[Bioperl-l] Experiences from a newbie

Fri Dec 12 07:55:24 EST 2003

Andreas,

I found your comments quite reasonable. Bioperl has a lot to offer, but the
documentation is not exactly coherent. Personally I think that a good HOWTO
goes far to solve this problem as most people probably start to use Bioperl
because they have a specific task in mind.

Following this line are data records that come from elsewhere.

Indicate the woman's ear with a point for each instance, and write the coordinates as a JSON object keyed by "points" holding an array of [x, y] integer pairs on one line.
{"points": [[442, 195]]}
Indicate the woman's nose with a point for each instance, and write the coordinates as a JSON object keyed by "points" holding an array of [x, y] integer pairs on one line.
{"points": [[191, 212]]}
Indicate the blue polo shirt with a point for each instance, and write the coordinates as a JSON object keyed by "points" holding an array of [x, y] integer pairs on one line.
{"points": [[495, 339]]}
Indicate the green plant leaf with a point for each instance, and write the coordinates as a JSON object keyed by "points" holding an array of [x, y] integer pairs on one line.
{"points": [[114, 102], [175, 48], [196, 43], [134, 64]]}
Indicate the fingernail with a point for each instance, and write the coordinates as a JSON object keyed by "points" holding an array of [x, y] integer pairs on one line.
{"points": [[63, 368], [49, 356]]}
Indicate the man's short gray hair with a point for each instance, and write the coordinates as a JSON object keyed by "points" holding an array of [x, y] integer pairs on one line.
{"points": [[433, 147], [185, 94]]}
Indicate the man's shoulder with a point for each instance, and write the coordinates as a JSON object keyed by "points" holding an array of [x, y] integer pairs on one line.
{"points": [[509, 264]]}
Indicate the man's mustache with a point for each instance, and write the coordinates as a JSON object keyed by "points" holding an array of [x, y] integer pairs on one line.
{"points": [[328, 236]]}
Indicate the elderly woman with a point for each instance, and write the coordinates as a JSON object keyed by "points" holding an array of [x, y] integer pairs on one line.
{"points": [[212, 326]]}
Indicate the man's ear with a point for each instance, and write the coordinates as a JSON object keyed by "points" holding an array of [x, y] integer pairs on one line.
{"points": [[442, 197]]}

I've started writing a HOWTO on Features and Annotations, I would appreciate
your taking a look at it and telling me what you think, here's the URL:

http://bioperl.org/HOWTOs/html/Feature-Annotation.html

Ignore the blank sections, please! Any comments would be appreciated, since
you're precisely the sort of user I'm trying to write for, someone with
substantial experience in one of those fields that comprises bioinformatics,
but not all.

Brian O.

-----Original Message-----
From: bioperl-l-bounces at portal.open-bio.org
[mailto:bioperl-l-bounces at portal.open-bio.org]On Behalf Of
andreas.bernauer at gmx.de
Sent: Thursday, December 11, 2003 6:55 PM
To: bioperl-l at bioperl.org
Subject: [Bioperl-l] Experiences from a newbie

Hi,

I was not going to write an email, but I've read the Bioperl overview
and it encouraged me to do so.  The reason why I was not going to
write an email is that I don't know where to start with the
difficulties I had.  I don't want to blame anybody and usually I had
the feeling I didn't get some things to work because I am missing
something very little.

OK, here we go.  My background: lots of programming experience, but
not in perl, first time user of Bioperl.  Running on Linux.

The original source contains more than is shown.